There are already two good answers but I have the feeling that something is still missing. In fact, consider a system of more than 2 particles. Formally, the force on the particle $1$ is

$$\textbf{F}_{\text{1 due to 2..N}}=\textbf{f}(\textbf{r}_1|\textbf{r}_2,..,\textbf{r}_N) \, .$$

In general, this is a non-linear function of the position $\textbf{r}_1$ given the positions $\textbf{r}_2,..,\textbf{r}_N$. Apart from the positions, you may also want to consider the velocities or other degrees of freedom (spin maybe) of the particles, but this is not fundamental to discuss the point.

Therefore, $\textbf{F}_{\text{1 due to 2..N}}$ looks like a $N$-body force, but typically $\textbf f$ can be decomposed as

$$ \textbf{f}(\textbf{r}_1|\textbf{r}_2,..,\textbf{r}_N) = \sum_{j=2...N} \textbf{q}(\textbf{r}_1|\textbf{r}_j) $$

If you can do this, then $\textbf f$ is not a "genuine" $N$-body force, but rather it is just the total force due to the sum of 2-body interactions.

You are forced to consider 3-body forces if you discover that the above decomposition is impossible (or if you discover that you cannot reproduce the observed dynamics of your system bu considering only two-body interactions). If this is the case, your physical system may be well described by considering a more general decomposition:

$$ \textbf{f}(\textbf{r}_1|\textbf{r}_2,..,\textbf{r}_N) = \sum_{j=2...N} \textbf{q}(\textbf{r}_1|\textbf{r}_j) + \sum_{i<j=3...N} \textbf{h}(\textbf{r}_1|\textbf{r}_i,\textbf{r}_j) $$

In this case the $ \textbf{h}$ are your "genuine three body forces", i.e. it is impossible to split $ \textbf{h}$ as $ \textbf{h}(1|ab)=\textbf{m}(1|a)+\textbf{m}(1|b)$, where $\textbf{m}$ is a two-body interaction (possibly different from $\textbf{q}$).

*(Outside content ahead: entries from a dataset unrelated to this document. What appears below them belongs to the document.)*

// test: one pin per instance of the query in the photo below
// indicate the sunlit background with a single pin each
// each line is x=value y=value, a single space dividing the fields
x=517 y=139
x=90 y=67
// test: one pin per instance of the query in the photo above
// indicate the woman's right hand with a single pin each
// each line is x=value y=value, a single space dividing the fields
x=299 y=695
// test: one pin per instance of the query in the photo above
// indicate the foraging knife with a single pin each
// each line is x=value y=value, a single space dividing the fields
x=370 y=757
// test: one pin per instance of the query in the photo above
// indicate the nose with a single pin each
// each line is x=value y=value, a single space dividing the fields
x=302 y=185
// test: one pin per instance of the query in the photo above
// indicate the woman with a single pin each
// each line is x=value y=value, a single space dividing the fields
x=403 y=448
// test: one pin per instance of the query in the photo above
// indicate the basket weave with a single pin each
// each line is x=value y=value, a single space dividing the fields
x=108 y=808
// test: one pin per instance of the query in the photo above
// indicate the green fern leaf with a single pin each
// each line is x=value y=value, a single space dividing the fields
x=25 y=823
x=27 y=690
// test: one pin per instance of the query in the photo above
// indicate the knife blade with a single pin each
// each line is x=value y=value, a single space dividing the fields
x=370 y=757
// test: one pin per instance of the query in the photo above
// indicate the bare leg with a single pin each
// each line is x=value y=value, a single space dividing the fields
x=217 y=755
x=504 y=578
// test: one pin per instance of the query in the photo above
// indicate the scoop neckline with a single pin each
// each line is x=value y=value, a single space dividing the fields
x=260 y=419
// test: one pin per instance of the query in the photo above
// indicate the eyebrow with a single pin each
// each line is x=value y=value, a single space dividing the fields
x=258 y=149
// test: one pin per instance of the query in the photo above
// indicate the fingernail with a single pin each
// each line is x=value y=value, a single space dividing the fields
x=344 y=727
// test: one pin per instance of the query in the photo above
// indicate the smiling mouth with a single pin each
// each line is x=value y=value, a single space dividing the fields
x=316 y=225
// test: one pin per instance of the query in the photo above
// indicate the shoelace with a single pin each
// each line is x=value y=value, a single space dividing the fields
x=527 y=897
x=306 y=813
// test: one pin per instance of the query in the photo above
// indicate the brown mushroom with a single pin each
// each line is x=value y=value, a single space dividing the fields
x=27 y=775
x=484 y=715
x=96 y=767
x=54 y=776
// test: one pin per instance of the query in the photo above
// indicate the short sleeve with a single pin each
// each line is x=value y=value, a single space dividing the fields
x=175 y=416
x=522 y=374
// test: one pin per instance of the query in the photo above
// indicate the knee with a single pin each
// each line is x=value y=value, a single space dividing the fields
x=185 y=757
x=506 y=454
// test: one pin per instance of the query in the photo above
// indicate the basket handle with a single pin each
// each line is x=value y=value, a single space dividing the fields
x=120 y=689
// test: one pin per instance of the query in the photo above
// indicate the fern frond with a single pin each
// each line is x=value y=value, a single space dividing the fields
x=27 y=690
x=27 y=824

Now, the question why terms like $\textbf{h}(1|ab)$ are theoretically possible but "not observed" (if someone knows examples that do not involve QCD or quantum stuff please comment) observed in the "macroscopic" world is interesting and I do not have a complete answer for that. However, my feeling is that it has something to do with the kind of interactions that mediate the "action at a distance". For example, in celestial mechanics the gravitational potential is a linear superposition of the single-particle potentials: this ensures the two-body nature of the gravitational attraction. The same for Coulomb forces. Since General Relativity is non-linear, I suspect that there could be some post-Newtonian correction to the motion of a system of "planets" that gives rise to tree-body forces (but maybe those corrections are so small that are never considered).